C pthreads

Ok now so here's a question for you:

I'm trying to find out how much of a problem it will be to traverse a directory hierarchy with opendir and readdir with multiple threads.

What I have gathered is this: that opendir is thread safe, readdir only on different streams.

So what I don't understand, and maybe one of you fellows can clarify, is this: can I have multiple streams open on a single directory? If, say, a function that is called by several threads opens a stream to a given directory with opendir, do several open streams now exist on that one directory?

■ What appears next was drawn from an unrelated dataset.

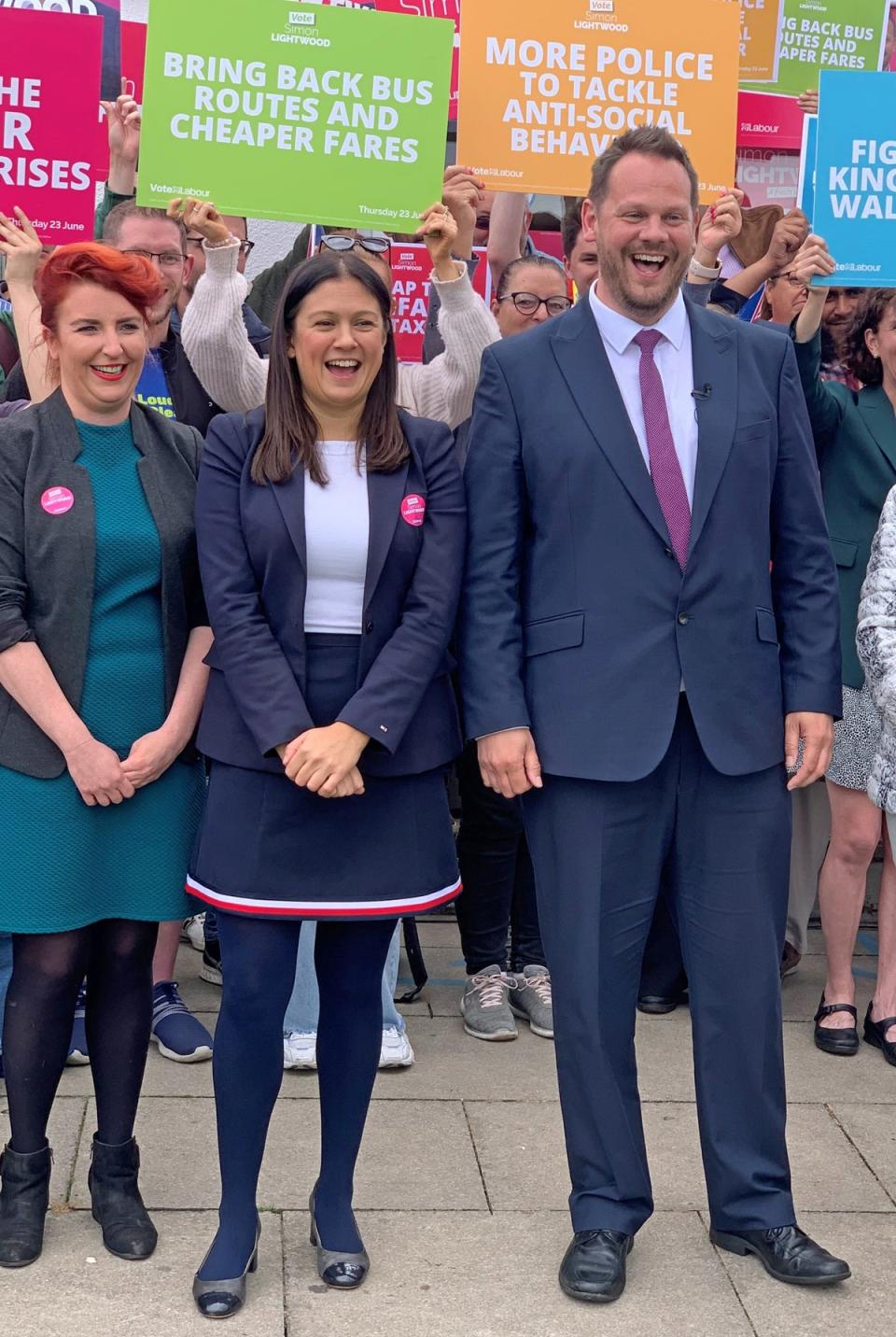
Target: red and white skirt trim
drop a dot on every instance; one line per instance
(324, 909)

fopen has the handy flockfile, but I can't find an alternative with opendir. Trying to avoid mutexes as much as possible, because I think they are the kind of thing a newb can overuse by simple ignorance of when they actually are necessary.

Thankee kindly.
 
  • FYI Languages :

  • Pony: The most strict of the group. It is designed to be data-race free by design. It achieves this through Reference Capabilities (e.g., iso, val, ref) and an Actor model, preventing shared mutable state between threads.
  • F#: While not strictly race-free in the way Pony is, its immutability-by-default model and functional-first approach significantly reduce the likelihood of race conditions. It manages concurrency safely through high-level abstractions like asynchronous workflows.
 
I'm fine with hard drive storage being the bottleneck, threads are meant to parallelize everything_else.

For now, I am going to use a mutex on all sections of code that use opendir. But if somebody can give me an answer about parallel DIR streams for the same directory, I'll be much obliged.

Or if somebody knows of something equivalent to flockfile for directories, even better.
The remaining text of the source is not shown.